The whispered comment drifted from the stovetop across the aisle. Apparently whoever said it didn't care if anyone heard him. Why should he, when the whole class was thinking the same thing?
Keeping her shoulders square, Piper stared straight ahead and pretended she didn't hear a thing. That was the number one rule. Never let them think they were getting to you. Never lose control. Never let them see you cry. Crying only gave the bullies power. Let them whisper behind her back all they wanted; she would not give them the satisfaction of seeing so much as a twitch.
She succeeded, too. All through Chef Despelteau's final remarks, through the Métro ride home, and even into the house. She managed to last until she saw the living room carpet and the faint brown ring reminding her she'd failed that task, too. Letting out the coarsest obscenity she knew, she broke down.
Screw cooking school. Tossing her bag in the chair, she stomped into the kitchen. Screw monsieur, too. Him and his impossible-to-clean carpeting. Screw Paris with its beautiful buildings and sidewalk cafés and shops she couldn't afford. She hated them all.
Carbs. She needed carbs. Yanking open the refrigerator door, she grabbed a wedge of cheddar cheese and an onion. Creamy, gooey macaroni and cheese, that's what this pity party needed. How's that for peasant food, Chef Despelteau?

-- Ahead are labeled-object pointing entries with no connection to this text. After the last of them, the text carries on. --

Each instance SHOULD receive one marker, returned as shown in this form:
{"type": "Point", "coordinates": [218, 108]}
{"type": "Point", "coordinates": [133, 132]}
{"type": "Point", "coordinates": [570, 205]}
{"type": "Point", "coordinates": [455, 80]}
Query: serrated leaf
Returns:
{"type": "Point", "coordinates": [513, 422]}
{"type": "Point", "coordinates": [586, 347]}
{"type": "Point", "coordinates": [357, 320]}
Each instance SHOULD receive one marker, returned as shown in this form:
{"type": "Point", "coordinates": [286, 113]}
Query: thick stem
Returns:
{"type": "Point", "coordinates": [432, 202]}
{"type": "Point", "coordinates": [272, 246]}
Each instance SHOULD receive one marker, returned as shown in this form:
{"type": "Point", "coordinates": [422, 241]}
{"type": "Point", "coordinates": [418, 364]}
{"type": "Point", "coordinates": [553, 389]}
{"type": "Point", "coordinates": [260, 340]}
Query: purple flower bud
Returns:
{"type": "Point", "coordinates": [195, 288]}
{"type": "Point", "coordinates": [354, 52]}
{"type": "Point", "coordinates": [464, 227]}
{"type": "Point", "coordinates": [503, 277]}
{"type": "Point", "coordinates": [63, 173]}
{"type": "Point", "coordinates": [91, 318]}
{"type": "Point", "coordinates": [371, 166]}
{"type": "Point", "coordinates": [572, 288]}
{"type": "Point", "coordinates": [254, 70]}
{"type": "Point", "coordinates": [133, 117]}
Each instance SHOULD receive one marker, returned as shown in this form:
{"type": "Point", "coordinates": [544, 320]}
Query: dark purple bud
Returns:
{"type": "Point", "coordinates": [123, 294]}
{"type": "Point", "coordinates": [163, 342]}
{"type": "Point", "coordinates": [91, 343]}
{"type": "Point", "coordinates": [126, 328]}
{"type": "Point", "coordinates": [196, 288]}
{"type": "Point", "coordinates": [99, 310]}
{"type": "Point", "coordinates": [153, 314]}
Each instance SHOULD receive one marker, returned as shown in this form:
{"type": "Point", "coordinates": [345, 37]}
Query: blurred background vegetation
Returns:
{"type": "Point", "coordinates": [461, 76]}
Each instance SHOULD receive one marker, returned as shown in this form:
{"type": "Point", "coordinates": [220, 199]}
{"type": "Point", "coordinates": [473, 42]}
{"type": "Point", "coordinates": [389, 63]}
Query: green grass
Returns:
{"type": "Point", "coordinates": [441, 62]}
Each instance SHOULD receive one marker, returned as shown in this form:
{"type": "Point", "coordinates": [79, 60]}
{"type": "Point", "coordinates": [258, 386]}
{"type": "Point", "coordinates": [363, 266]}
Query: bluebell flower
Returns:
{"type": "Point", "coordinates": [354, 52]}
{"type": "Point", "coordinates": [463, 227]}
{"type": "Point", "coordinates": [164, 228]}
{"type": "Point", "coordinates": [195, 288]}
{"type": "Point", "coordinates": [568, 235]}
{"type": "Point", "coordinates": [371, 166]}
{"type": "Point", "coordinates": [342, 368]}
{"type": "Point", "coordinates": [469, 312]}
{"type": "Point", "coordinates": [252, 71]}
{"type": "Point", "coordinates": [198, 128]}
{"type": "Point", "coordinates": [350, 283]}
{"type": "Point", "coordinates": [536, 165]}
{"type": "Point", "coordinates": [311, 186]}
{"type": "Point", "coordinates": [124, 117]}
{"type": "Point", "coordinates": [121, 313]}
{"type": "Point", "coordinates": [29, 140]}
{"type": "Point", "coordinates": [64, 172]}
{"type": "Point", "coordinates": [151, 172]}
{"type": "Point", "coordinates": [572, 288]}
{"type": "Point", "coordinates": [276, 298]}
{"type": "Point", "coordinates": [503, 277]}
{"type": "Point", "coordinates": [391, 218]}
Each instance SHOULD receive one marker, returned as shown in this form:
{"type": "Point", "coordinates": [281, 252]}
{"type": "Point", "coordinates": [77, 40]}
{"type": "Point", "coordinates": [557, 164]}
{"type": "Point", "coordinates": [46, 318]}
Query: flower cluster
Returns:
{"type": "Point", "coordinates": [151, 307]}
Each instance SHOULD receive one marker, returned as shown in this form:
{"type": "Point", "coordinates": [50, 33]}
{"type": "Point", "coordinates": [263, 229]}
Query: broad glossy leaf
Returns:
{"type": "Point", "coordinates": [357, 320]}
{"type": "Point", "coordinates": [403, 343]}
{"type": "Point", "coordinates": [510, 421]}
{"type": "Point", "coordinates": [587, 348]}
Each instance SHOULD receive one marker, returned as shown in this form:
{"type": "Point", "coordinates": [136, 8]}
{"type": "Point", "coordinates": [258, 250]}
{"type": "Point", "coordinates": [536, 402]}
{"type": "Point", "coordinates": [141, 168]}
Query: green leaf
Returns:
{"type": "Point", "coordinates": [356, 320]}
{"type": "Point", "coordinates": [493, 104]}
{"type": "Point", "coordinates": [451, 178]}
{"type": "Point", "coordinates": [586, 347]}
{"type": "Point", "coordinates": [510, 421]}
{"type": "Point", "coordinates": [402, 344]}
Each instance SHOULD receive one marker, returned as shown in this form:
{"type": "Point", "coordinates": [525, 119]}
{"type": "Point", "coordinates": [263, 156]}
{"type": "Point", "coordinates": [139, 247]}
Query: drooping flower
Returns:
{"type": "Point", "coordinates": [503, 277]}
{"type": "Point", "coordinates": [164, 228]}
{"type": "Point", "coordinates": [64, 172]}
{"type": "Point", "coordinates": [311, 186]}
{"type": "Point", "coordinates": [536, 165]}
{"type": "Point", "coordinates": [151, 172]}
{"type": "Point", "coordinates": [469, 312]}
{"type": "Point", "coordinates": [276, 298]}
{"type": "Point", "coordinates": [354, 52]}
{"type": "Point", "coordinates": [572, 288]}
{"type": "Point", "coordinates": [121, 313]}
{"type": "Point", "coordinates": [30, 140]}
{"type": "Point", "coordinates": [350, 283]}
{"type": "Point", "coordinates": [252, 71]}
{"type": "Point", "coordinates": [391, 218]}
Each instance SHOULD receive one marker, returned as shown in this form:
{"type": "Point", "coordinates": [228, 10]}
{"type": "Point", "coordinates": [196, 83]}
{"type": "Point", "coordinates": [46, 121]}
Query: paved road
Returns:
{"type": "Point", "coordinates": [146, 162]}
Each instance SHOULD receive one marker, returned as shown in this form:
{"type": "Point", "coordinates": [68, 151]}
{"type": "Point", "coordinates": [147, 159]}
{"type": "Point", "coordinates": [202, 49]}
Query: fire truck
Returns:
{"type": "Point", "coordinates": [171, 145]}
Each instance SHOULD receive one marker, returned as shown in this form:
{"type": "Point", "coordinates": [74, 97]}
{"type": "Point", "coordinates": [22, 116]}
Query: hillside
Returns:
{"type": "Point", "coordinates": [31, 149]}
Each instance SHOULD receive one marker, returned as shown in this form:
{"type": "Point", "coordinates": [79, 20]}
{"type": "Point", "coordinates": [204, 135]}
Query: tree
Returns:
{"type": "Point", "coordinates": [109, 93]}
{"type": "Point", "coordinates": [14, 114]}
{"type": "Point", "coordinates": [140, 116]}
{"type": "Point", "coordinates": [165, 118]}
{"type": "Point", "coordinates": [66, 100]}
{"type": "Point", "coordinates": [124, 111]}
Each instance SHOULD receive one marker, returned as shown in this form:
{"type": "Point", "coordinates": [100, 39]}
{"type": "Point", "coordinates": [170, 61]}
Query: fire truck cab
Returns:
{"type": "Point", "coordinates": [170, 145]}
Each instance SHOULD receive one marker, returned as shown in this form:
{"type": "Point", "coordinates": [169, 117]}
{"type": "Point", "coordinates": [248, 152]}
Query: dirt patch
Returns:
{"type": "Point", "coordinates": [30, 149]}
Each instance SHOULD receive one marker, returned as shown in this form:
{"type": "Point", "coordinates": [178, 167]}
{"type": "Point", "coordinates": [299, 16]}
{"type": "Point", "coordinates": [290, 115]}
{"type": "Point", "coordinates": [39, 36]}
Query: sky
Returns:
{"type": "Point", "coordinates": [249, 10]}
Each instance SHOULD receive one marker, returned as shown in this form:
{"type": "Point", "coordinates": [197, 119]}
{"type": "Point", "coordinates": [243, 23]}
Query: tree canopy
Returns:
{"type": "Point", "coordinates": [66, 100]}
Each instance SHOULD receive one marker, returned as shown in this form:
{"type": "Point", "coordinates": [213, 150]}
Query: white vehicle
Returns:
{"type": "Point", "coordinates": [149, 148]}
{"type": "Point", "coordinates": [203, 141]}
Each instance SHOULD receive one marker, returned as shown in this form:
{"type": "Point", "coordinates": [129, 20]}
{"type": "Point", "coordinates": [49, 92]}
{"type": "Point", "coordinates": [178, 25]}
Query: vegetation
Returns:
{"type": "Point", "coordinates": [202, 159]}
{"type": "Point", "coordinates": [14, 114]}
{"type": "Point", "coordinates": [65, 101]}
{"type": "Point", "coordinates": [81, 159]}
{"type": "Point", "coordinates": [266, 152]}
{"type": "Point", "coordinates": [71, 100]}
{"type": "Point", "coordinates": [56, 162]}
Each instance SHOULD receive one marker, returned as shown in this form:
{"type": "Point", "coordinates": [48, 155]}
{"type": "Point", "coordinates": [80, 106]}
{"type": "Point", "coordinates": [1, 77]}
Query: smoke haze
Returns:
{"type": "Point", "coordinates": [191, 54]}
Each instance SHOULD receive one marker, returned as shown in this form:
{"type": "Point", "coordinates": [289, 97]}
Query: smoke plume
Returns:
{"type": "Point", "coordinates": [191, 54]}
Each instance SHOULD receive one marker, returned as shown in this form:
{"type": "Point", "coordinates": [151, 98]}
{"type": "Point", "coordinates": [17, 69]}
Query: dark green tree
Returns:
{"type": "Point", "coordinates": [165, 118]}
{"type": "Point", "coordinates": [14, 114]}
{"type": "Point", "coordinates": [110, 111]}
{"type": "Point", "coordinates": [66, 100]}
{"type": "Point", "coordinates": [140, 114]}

Now if she would only stop crying. Sniffing back a fresh batch of tears, she grabbed the cheese grater and took to demolishing the cheddar to a shredded pulp.
"What now?" she snarled. What else could she add to her list of mistakes today?
Frederic blinked in shock. Great. Yelling at her boss. That's what she could add. Because, of course.
Horrified, she turned back to the cheese. "I mean, about this mormorn " The tears were back. She scrunched her face trying to stop them.
A paper towel floated in front of her face.
"Is everything all right?"
Why'd he have to sound nice, too? It made things worse. "Fine." Taking the paper towel, she wiped her cheeks and blew her nose.
"You don't look fine."
"The cheese is making my eyes water."
"I see. It must be quite pungent."
Piper ignored the comment, choosing to wipe her nose again instead. "Did you need something, monsieur?"
A tentative smile worked its way across his features. Afraid to set her off again, probably. "I wanted to apologize for losing my temper this morning. The coffee, it was not your fault."
No, it wasn't, she wanted to say. She didn't. Since he apologized, the least she could do was be gracious in return. "I should have known better than to put a cup where you couldn't see it."
"And I should know better than to behave like a brat," he countered, one-upping her. "It's rude to blame others for my shortcomings."